We use the JSON API v1.0 specification with the Bulk extension. - http://jsonapi.org/format/ - https://github.com/json-api/json-api/blob/9c7a03dbc37f80f6ca81b16d444c960e96dd7a57/extensions/bulk/index.md

The following specification will not provide the verbose JSON formats of the API requests and responses, as those can be found in the JSON API specification. Instead: - Each resource type below (worksheets, bundles, etc.) specifies a list of attributes with their respective data types and semantics, along with a list of relationships. - Each API call specifies the HTTP request method, the endpoint URI, HTTP parameters with their respective data types and semantics, description of the API call.

How we use JSON API¶

Using the JSON API specification allows us to avoid redesigning the wheel when designing our request and response formats. This also means that we will not specify all the details of the API (for example, Content-Type headers, the fact that POST requests should contain a single resource object, etc.) in this document at this time, while we may choose to continue copying in more details as we go in the design and implementation process. However, since there are many optional features of the JSON API specification, we will document on a best-effort basis the ways in which we will use the specification that are specific to our API, as well as which parts of the specification we use, and which parts we do not.

Top-level JSON structure¶

Every JSON request or response will have at its root a JSON object containing either a “data” field or an “error” field, but not both. Thus the presence of an “error” field will unambiguously indicate an error state.

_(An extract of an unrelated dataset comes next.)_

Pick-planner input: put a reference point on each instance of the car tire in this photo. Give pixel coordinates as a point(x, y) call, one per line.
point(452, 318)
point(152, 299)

Response documents may also contain a top-level "meta" field, containing additional constructed data that are not strictly resource objects, such as summations in a search query.

Response documents may also contain a top-level "included" field, discussed below.

Primary Data¶

The JSON API standard specifies that the “data” field will contain either a resource object or an array of resource objects, depending on the nature of the request. More specfically, if the client is fetching a single specific resource (e.g. GET /bundles/0x1d09b495), the “data” field will have a single JSON object at its root. If the client intends to fetch a variable number of resources, then the “data” field will have at its root an array of zero or more JSON objects.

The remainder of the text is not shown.